Re: Abbreviated keys for Numeric

From: Peter Geoghegan <pg(at)heroku(dot)com>
To: Andrew Gierth <andrew(at)tao11(dot)riddles(dot)org(dot)uk>
Cc: Tomas Vondra <tomas(dot)vondra(at)2ndquadrant(dot)com>, Pg Hackers <pgsql-hackers(at)postgresql(dot)org>, Gavin Flower <GavinFlower(at)archidevsys(dot)co(dot)nz>
Subject: Re: Abbreviated keys for Numeric
Date: 2015-03-21 00:50:18
Message-ID: CAM3SWZQ_ZyuSjNwXYvdvAoW8otTFhXYs7jQ1HLnZtuHYXzoMzg@mail.gmail.com
Views: Raw Message | Whole Thread | Download mbox | Resend email
Thread:
Lists: pgsql-hackers

Attached is a revision of this patch, that I'm calling v2. What do you
think, Andrew?

I've cut the int32 representation/alternative !USE_FLOAT8_BYVAL
encoding scheme entirely, which basically means that 32-bit systems
don't get to have this optimization. 64-bit systems have been
commonplace now for about a decade. This year, new phones came out
with 64-bit architectures, so increasingly even people that work with
embedded systems don't care about 32-bit. I'm not suggesting that
legacy doesn't matter - far from it - but I care much less about
having the latest performance improvements on what are largely legacy
systems. Experience suggests that this is a good time of the cycle to
cut scope. The last commitfest has a way of clarifying what is
actually important.

It seems unwise to include what is actually a fairly distinct encoding
scheme, which the int32/ !USE_FLOAT8_BYVAL variant really was (the
same can't really be said for text abbreviation, since that can
basically work the same way on 32-bit systems, with very little extra
code). This isn't necessarily the right decision in general, but I
feel it's the right decision in the present climate of everyone
frantically closing things out, and feeling burnt out. I'm sorry that
I threw some of your work away, but since we both have other pressing
concerns, perhaps this is understandable. It may be revisited, or I
may lose the argument on this point, but going this way cuts the code
by about 30%, and makes me feel a lot better about the risk of
regressing marginal cases, since I know we always have 8 bytes to work
with. There might otherwise be a danger of regressing under tested
32-bit platforms, or indeed missing other bugs, and frankly I don't
have time to think about that right now.

Other than that, I've tried to keep things closer to the text opclass.
For example, the cost model now has a few debugging traces (disabled
by default).
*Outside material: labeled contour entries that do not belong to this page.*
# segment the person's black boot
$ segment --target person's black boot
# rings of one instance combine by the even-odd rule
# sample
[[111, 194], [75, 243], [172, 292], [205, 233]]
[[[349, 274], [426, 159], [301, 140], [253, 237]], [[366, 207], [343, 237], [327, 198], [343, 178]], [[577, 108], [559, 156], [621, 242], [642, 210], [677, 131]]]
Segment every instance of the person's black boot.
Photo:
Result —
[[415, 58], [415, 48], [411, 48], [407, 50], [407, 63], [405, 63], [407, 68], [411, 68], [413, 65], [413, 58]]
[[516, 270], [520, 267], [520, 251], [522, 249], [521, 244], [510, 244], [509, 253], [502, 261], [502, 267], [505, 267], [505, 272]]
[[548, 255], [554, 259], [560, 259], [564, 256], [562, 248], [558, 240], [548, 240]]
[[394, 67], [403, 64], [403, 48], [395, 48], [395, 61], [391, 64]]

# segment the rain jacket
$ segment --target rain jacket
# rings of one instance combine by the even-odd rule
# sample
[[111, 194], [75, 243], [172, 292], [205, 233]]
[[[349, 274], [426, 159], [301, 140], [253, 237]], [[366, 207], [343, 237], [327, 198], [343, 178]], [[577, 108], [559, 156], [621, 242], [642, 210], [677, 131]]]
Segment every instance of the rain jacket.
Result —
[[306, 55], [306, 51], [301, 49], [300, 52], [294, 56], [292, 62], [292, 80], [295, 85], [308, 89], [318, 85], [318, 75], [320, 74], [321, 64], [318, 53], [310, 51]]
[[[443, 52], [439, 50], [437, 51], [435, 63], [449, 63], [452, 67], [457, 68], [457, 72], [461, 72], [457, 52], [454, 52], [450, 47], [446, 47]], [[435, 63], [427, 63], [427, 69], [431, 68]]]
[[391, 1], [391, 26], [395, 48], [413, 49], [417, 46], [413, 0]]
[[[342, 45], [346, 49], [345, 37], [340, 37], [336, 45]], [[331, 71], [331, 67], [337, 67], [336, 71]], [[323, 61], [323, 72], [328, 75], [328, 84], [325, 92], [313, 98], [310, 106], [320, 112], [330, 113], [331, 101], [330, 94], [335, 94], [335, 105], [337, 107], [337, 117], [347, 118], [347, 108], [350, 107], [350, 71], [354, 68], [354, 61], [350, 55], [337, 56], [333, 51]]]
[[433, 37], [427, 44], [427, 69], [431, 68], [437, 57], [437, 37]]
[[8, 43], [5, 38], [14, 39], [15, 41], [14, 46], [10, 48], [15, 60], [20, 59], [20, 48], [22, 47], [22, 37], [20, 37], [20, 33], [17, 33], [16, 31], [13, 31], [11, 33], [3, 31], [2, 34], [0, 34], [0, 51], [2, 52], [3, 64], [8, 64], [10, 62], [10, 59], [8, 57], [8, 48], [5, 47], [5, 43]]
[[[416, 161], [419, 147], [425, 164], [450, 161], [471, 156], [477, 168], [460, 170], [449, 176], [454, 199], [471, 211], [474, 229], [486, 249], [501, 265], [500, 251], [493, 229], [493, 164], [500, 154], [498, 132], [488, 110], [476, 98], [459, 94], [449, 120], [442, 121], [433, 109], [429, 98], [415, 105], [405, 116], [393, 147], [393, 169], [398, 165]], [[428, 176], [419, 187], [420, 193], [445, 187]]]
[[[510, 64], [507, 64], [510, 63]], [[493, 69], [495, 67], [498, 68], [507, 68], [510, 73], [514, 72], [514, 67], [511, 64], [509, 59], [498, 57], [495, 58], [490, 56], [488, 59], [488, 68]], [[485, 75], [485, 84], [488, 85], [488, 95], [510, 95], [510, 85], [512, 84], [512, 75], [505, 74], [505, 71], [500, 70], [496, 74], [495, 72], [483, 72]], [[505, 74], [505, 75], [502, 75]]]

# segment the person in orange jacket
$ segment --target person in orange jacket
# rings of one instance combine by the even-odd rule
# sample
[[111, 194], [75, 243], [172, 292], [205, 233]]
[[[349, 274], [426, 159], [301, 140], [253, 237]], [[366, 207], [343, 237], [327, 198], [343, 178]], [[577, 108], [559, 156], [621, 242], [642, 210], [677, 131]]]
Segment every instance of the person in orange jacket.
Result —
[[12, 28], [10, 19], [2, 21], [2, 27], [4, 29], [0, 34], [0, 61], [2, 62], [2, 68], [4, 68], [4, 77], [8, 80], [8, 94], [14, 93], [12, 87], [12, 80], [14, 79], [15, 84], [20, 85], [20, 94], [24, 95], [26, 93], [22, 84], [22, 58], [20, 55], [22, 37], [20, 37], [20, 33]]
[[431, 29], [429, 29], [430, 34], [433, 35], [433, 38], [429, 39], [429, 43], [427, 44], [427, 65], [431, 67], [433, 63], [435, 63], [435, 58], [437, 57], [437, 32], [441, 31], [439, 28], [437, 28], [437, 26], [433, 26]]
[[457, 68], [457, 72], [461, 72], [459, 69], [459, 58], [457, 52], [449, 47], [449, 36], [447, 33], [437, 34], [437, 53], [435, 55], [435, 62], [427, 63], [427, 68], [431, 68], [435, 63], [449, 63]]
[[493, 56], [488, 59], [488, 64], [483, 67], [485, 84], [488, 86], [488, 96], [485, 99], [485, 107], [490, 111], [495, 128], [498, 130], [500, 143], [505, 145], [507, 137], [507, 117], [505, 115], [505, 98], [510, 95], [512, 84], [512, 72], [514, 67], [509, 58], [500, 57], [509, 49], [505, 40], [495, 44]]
I have altered the ad-hoc cost model so that it no longer
concerns itself with NULL inputs, which seemed questionable (not least
since the abbreviation conversion function isn't actually called for
NULL inputs. Any attempt to track the full count within numeric code
therefore cannot work.). I also now allocate a buffer of scratch
memory separately from the main sortsupport object - doing one
allocation for all sortsupport state, bunched together as a buffer
seemed like a questionable micro-optimization. For similar reasons, I
avoid playing tricks in the VARATT_IS_SHORT() case -- my preferred
approach to avoiding palloc()/pfree() cycles is to simply re-use the
same buffer across calls to numeric_abbrev_convert(), and maybe risk
having to enlarge the relatively tiny buffer once or twice. In other
words, it works more or less the same way as it does with text
abbreviation.

It seemed unwise to silently disable abbreviation when someone
happened to build with DEC_DIGITS != 4. A static assertion now gives
these unusual cases the opportunity to make an informed decision about
either disabling abbreviation or not changing DEC_DIGITS in light of
the performance penalty, in a self-documenting way.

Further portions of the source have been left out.